Для путинской власти Запад – это враг, которого если и нельзя уничтожить прямо сейчас, то нужно развенчивать как ад, как царство бездуховности и фальши. А вестернизированная интеллигенция интерпретирует тот же Запад как если не рай, то его отражение не столько в витринах, сколько в социальных институтах и той протестантской аккуратности и собранности, которая противостоит православному уму.
Интеллигенция и есть опровержение государства: тьма и свет здесь меняются местами. Они противостоят и при этом соединяются между собой как береговая линия. Как берег Балтийского моря, одним боком выходящего к внешнему и сверкающему раю, а другим повернутого к толще православной суши с ее неуважением к тому, что именуется свободой не быть таким как все.

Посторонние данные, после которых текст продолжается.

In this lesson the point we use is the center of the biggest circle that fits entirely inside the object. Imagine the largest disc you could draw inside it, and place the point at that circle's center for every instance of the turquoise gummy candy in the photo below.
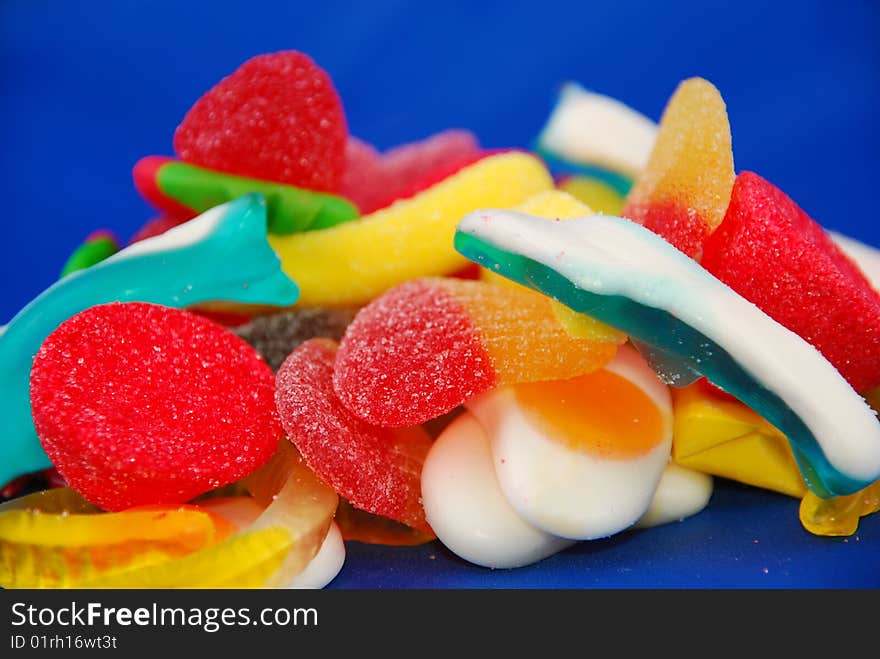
(222, 255)
(626, 276)
(290, 209)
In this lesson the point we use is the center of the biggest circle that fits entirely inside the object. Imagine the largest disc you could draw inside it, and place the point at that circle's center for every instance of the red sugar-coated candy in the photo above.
(375, 180)
(140, 404)
(156, 227)
(415, 341)
(276, 118)
(681, 227)
(364, 181)
(771, 252)
(375, 469)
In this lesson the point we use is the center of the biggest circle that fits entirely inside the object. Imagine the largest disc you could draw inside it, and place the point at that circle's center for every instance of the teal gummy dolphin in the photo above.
(222, 255)
(687, 323)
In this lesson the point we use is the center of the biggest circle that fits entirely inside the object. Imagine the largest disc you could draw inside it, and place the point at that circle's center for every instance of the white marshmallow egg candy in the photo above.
(581, 458)
(465, 506)
(681, 493)
(326, 564)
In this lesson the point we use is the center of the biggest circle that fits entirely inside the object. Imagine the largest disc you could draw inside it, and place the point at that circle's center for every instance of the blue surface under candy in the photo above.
(228, 259)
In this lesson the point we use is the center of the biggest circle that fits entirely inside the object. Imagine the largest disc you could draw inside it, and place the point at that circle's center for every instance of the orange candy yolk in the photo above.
(600, 413)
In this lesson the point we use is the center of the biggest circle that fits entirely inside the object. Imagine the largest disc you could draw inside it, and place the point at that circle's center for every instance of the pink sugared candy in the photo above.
(375, 469)
(772, 253)
(140, 404)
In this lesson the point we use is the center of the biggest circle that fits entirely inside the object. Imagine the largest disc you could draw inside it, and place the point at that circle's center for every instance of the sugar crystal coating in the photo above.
(773, 254)
(429, 345)
(138, 404)
(277, 117)
(411, 355)
(277, 335)
(375, 469)
(374, 180)
(684, 190)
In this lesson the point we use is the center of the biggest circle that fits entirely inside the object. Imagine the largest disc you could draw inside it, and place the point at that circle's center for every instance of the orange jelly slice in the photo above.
(684, 191)
(520, 331)
(600, 413)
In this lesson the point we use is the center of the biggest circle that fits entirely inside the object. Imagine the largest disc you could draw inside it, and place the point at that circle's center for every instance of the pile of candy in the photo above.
(506, 351)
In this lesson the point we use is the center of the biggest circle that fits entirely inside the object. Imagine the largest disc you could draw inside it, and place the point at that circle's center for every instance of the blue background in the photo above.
(88, 88)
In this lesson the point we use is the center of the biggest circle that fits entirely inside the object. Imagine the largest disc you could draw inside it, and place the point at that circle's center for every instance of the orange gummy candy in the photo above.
(684, 190)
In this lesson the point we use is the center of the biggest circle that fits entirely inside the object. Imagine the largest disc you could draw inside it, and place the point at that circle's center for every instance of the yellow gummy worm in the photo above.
(351, 263)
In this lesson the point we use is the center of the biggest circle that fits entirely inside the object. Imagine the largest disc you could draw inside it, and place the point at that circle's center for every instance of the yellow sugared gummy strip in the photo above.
(728, 439)
(354, 262)
(692, 160)
(246, 560)
(839, 516)
(42, 545)
(596, 194)
(276, 547)
(560, 205)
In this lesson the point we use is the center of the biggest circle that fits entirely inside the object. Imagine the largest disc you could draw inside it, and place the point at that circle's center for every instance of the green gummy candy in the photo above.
(222, 255)
(289, 209)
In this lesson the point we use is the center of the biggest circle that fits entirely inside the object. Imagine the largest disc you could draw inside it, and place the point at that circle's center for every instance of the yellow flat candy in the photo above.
(352, 263)
(596, 194)
(728, 439)
(560, 205)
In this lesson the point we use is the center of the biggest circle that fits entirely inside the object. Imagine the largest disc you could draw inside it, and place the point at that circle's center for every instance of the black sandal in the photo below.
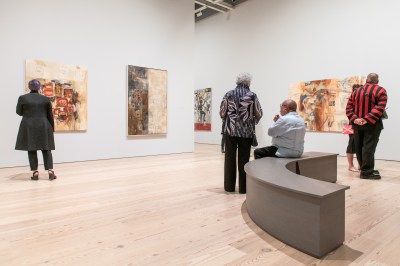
(52, 176)
(35, 177)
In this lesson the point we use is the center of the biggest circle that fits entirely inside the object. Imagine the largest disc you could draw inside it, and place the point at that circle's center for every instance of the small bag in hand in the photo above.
(348, 130)
(254, 143)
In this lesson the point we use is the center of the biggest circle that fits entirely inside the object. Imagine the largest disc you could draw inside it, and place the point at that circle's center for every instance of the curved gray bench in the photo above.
(304, 210)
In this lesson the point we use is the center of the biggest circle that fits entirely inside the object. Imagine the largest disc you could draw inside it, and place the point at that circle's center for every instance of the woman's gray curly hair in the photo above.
(244, 78)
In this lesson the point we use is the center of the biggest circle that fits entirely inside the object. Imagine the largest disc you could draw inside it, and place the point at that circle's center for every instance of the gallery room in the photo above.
(145, 186)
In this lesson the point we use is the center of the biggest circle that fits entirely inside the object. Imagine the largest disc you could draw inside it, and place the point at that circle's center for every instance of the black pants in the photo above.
(223, 142)
(47, 159)
(366, 139)
(232, 145)
(268, 151)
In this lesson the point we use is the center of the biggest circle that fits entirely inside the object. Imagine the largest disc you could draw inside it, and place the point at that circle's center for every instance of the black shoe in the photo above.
(35, 177)
(52, 176)
(373, 176)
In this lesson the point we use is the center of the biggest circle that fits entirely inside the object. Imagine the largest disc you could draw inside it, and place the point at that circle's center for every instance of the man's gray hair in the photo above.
(244, 78)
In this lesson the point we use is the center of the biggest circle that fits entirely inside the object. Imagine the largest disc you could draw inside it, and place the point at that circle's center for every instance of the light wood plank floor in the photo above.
(172, 210)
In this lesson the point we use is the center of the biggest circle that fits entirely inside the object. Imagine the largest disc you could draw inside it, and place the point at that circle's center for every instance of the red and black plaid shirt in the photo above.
(368, 102)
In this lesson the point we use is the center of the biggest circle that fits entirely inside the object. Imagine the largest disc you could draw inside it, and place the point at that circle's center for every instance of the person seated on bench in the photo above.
(287, 132)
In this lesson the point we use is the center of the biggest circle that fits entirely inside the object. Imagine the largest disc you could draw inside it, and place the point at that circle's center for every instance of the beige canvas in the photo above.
(66, 87)
(322, 103)
(147, 101)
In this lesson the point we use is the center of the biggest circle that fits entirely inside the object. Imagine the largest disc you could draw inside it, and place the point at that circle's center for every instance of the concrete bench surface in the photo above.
(304, 210)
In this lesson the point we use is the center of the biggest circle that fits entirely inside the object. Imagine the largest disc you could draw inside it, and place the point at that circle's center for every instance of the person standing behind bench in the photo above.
(36, 129)
(287, 132)
(241, 110)
(365, 110)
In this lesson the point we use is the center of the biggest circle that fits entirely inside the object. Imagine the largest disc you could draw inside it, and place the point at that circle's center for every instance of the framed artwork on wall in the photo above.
(322, 103)
(147, 101)
(66, 87)
(202, 109)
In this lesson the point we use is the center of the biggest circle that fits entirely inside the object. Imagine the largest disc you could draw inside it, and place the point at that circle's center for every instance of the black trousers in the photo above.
(47, 160)
(268, 151)
(366, 139)
(242, 147)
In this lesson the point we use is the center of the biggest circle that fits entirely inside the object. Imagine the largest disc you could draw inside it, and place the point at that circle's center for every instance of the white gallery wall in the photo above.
(281, 42)
(104, 36)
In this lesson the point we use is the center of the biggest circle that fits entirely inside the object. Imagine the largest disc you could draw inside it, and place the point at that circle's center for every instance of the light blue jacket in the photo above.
(288, 135)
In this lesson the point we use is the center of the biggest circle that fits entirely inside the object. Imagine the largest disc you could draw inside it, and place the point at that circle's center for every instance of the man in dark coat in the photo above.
(36, 128)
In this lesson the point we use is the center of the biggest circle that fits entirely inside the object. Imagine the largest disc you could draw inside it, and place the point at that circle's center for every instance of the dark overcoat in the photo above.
(37, 124)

Здесь, наверное, неправильно интерпретировать этот конфликт как борьбу добра и зла, черного и белого, потому что невозможно доказать, что именуемое хорошим начинается за морем, а все плохое там, в толще земли. Но в любом случае, Балтийское море – это для русских – граница миров, между которыми, казалось бы, нет согласия и не может быть мира.

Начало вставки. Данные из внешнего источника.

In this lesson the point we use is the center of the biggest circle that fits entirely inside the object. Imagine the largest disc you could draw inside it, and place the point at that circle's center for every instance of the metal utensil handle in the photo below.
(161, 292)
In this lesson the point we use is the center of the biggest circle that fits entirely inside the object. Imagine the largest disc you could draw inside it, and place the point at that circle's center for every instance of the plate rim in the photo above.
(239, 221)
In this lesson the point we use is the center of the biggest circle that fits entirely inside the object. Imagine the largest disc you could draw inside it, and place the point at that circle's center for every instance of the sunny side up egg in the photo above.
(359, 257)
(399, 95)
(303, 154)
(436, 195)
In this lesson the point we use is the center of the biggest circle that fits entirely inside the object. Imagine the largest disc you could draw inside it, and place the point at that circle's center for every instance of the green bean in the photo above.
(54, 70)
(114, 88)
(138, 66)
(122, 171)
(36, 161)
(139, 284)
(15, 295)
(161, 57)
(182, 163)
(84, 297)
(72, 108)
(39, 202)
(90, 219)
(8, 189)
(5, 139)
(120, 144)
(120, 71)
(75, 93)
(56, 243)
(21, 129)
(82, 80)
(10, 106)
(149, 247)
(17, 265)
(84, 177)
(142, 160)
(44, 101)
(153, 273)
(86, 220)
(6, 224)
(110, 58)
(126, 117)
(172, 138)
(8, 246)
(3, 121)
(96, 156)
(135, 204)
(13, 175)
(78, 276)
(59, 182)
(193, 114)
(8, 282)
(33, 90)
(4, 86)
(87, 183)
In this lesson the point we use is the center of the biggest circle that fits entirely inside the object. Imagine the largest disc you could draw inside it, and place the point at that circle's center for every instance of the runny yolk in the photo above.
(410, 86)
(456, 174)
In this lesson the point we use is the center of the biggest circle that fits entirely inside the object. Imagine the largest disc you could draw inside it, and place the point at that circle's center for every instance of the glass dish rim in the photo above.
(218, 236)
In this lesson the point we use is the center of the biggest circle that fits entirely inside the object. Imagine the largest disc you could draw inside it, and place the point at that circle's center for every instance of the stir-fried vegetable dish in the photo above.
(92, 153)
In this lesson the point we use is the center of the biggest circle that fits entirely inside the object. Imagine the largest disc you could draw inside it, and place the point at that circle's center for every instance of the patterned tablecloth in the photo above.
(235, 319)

Хотя периодически Россия посыпает голову пеплом, объявляет прошлое и в том числе высокомерное замыкание в себе – ошибкой и устремляется к диалогу с Западом. Она вспоминает, что море, в том числе Балтийское, не только разъединяет, но и соединяет. Обычно это происходит после национальной беды – голода, техногенной катастрофы типа Чернобыльской аварии или поражения в войне (в Крымской при царе Николае I, русско-японской при Николае II, в афганской – при Горбачеве), что запускает извечный комплекс неполноценности и открывает объятия для Запада, который объявляется эталоном. Балтийское море, кажется, теплеет на глазах, омываемое духовным Гольфстримом, и превращается в Средиземное море с его кофейной культурой. Ленинград-Петербург перестает быть городом трех революций и кажется чуть ли ни ганзейским городом, просоленным морем и открытым всем ветрам свободы.
Но период открытости и диалога длится недолго, хотя в этот момент спешно усваиваются и перенимаются технологические достижения Запада, необходимые, дабы сократить отставание, возникшее из-за изоляции. Но как только отставание в технике немного сокращается, как вместе с ним опять просыпается национальное высокомерие. Диалог с Западом начинает вызывать сомнения, так как Запад не спешит признавать величие России. И в ответ опять запускаются процессы изоляции и ощущений себя непонятым и неоцененным источником духовных прозрений. Диалог вновь сходит на нет, и море, то самое Балтийское море, которое еще вчера было окном в Европу и мостом между Россией и Западом, опять превращается в непроходимую границу, опасную и враждебную. В древнего душегубца, который не нужен и лишний на этом празднике жизни.
Кажется, это просто морской климат и переменчивая погода Балтийского моря, но, скорее всего, этот тот самый цикл, определяющий русскую историю: сначала отгородиться ото всех, замкнуться в национальном высокомерии и обиде. Дойти до точки, до голода, нищеты и отвращения к себе, а потом радостно открыться миру, посчитать Европу домом, а Балтийское море – распахнутыми объятиями. Спешно перенимать технологические достижения, но руки сами уже сжимаются в кулаки, и вместо объятий появляется боксерская стойка. И так вечный бой, покой нам только снится.